Zur Begründung zu Teil 1, Kapitel 1, § 1. Dort
heißt es: "Der in seiner Zielsetzung umfassende Ansatz bezieht alle
Lebensumstände behinderter und von Behinderung bedrohter Menschen
ein,.."
Dies ist nach unserer Bewertung leider nicht der Fall, denn
das Angewiesensein auf persönliche Assistenz (Pflege und sonstige
Hilfeleistungen) ist im SGB IX in keinster Weise berücksichtigt. Doch
gerade diese Hilfen bilden für auf Assistenz Angewiesene die Basis, um
überhaupt am berufliche und gesellschaftlichen Leben teilhaben zu
können. Weiterhin stellt die Nachrangigkeit der Leistungen nach dem BSHG
eine gravierende Benachteiligung der Betroffenen dar. Gleichgültig, wie
leistungsfähig sie sind, wie weit sie sich beruflich qualifizieren und
engagieren: sie selbst und ihre Angehörigen müssen stets ein Leben
auf Sozialhilfeniveau fristen.
Weiterhin beinhaltet § 3a BSHG die stete Bedrohung
für die Betroffenen, gegen den Willen aus dem sozialen Umfeld heraus in
eine Anstalt verwiesen zu werden oder unterversorgt zu Hause zu bleiben, wenn
die ambulante Versorgung (vermeintlich) kostenintensiver als die
stationäre ist.
Zwar werden die Sozialhilfeträger mit Schaffung des SGB
IX zu den Rehabilitationsträgern gezählt. Da jedoch die
Nachrangigkeit (ebenso Einkommens- und Vermögensabhängigkeit ) auch
im Bereich der Eingliederungshilfen beibehalten wird, erhalten Menschen mit
Behinderungen die Leistungen nach dem BSHG nach wie vor nicht als
Nachteilsausgleiche, sondern stets mit für sie negativen finanziellen
Folgen (siehe oben).
Zu § 23 Servicestellen
Verbände, Selbsthilfegruppen etc. erhalten Gelegenheit,
sich an den Servicestellen zu beteiligen. Eine Kostenerstattung dafür ist
jedoch nicht vorgesehen. Insbesondere für kleinere Organisationen, die
dennoch gute und effektive Arbeit leisten, kann dies zur Folge haben, dass
diese ihre Arbeit mangels finanzieller Mittel nicht einbringen können.

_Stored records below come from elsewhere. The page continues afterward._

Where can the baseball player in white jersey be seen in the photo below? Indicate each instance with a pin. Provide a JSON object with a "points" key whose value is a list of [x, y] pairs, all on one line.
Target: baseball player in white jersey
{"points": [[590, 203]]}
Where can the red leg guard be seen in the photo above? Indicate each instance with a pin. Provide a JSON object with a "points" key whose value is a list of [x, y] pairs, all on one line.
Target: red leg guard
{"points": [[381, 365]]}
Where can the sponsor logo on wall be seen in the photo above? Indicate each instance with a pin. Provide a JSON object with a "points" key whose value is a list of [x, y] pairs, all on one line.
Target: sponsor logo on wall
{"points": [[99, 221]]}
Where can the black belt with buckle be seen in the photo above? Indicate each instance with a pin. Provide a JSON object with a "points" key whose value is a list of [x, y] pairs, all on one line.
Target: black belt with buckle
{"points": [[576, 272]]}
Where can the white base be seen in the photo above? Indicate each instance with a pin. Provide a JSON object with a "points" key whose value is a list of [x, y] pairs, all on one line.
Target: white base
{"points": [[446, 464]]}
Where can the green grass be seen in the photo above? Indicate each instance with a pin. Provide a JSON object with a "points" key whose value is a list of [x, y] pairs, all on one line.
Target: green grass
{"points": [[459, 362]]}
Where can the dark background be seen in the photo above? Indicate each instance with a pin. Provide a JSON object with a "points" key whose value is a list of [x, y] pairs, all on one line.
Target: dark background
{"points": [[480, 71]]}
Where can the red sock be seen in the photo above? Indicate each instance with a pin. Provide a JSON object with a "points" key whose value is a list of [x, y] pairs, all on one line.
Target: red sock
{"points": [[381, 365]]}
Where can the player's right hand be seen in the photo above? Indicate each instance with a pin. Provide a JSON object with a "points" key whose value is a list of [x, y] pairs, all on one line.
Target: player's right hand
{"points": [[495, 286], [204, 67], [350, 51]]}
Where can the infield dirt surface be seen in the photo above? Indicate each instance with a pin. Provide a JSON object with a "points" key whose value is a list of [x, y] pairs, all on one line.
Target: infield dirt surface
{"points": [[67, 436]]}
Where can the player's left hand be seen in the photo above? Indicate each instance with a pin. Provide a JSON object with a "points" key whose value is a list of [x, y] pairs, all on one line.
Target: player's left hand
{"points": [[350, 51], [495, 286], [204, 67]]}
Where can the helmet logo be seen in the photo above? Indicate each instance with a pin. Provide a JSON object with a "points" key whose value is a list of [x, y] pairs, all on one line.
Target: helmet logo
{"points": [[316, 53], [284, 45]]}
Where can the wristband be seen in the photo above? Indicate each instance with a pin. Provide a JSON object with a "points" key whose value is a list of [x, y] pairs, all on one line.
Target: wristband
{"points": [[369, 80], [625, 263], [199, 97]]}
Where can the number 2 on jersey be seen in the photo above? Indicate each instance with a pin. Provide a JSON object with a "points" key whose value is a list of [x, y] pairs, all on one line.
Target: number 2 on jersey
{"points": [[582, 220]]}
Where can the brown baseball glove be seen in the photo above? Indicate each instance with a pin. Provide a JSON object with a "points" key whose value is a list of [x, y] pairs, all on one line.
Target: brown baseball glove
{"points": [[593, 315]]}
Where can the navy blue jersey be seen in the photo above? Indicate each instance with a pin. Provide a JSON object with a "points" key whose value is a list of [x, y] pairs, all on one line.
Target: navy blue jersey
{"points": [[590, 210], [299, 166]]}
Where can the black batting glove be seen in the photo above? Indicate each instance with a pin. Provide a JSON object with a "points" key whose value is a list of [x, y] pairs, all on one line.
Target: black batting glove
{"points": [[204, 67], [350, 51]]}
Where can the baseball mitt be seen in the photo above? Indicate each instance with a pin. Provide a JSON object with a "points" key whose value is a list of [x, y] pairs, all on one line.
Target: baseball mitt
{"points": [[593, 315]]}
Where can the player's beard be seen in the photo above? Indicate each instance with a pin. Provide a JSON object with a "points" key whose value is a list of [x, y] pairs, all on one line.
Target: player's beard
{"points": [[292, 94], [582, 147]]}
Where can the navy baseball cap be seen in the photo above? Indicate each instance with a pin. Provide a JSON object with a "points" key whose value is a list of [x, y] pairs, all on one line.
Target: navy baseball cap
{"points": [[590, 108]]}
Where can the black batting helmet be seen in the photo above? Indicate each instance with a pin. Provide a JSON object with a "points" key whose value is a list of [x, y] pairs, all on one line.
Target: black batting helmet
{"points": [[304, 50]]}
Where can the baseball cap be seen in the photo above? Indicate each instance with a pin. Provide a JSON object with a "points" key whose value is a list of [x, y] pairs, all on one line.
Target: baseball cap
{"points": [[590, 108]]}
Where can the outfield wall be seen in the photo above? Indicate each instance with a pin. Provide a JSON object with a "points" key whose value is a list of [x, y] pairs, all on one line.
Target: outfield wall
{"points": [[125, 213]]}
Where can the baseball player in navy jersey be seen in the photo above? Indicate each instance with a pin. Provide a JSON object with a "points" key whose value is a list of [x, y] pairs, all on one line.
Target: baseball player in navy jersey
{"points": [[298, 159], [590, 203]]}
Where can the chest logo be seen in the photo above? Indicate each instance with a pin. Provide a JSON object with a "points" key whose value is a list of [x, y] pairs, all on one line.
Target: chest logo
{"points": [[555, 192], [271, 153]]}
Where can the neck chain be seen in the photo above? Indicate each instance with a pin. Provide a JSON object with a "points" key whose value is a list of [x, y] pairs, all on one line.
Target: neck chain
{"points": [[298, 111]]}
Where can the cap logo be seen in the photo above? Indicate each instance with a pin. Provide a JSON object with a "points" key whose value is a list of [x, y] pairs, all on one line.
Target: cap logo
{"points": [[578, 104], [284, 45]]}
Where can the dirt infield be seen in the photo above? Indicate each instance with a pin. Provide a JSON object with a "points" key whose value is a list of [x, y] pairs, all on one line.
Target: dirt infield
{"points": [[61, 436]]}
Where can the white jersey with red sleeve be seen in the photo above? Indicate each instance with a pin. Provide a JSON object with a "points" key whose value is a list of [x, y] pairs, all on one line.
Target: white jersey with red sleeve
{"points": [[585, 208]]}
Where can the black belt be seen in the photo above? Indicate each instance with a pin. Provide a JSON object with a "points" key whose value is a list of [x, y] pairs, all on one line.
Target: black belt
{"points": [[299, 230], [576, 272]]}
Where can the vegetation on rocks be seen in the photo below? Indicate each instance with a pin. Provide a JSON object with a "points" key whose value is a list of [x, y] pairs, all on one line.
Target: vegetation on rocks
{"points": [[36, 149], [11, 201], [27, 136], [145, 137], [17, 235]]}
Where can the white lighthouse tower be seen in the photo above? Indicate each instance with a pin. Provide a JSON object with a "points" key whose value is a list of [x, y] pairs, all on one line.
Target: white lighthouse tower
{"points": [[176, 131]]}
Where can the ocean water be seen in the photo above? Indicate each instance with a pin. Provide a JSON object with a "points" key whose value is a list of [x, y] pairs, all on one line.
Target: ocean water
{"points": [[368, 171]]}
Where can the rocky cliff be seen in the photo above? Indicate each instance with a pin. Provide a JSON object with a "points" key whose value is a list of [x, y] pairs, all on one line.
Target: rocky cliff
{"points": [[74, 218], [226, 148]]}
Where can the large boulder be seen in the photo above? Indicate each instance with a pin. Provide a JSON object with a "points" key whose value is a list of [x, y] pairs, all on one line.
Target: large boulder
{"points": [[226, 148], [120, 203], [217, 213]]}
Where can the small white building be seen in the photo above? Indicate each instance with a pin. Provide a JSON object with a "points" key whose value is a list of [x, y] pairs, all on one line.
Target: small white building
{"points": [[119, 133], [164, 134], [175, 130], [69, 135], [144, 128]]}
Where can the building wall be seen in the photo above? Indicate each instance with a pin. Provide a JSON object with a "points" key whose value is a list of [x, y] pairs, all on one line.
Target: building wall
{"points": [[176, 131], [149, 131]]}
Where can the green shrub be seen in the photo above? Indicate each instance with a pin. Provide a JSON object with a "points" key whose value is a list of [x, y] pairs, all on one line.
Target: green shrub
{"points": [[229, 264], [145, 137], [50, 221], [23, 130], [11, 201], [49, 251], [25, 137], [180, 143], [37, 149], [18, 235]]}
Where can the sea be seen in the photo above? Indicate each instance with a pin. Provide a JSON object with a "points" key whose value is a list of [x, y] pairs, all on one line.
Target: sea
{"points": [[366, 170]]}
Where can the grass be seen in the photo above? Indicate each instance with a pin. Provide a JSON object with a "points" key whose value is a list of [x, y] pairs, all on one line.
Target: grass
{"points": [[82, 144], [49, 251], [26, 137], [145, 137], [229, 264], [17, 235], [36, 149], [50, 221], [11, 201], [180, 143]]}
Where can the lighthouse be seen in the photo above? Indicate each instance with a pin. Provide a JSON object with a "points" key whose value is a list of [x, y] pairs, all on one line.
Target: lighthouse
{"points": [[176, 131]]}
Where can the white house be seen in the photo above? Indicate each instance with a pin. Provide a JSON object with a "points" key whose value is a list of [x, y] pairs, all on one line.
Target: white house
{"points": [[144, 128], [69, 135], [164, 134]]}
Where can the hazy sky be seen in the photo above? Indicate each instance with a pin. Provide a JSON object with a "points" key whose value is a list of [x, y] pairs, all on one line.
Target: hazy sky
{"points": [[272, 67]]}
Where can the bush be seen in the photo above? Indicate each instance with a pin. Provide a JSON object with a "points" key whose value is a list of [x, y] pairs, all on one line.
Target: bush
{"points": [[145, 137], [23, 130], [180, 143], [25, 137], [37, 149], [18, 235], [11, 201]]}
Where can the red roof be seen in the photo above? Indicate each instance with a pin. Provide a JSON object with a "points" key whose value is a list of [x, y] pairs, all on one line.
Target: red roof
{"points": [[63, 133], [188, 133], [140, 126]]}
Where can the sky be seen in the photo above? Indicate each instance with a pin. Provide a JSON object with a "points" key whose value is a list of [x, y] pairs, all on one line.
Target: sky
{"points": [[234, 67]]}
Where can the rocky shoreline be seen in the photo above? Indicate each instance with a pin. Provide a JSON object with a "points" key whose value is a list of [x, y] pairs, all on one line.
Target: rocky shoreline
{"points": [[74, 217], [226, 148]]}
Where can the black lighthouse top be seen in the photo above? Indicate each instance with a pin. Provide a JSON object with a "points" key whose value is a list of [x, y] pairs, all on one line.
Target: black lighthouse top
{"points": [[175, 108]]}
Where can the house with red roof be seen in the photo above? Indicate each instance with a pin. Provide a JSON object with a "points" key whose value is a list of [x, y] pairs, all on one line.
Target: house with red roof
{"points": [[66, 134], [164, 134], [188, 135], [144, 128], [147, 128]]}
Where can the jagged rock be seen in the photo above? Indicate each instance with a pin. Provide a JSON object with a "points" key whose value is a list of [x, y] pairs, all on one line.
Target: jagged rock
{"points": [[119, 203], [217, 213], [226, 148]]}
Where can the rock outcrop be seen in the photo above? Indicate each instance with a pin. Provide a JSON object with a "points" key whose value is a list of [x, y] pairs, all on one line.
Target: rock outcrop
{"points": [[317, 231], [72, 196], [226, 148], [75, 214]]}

Das ForseA hofft, dass die eigenen und auch die berechtigten
Anmerkungen anderer Selbsthilfeorganisationen und Träger der
Wohlfahrtsverbände in der endgültigen Fassung Berücksichtigung
finden, damit die Rehabilitation und Teilhabe behinderter Menschen
tatsächlich stattfinden kann.
bundesweites, verbandsübergreifendes
Forum
selbstbestimmter Assistenz behinderter Menschen (ForseA) e.V.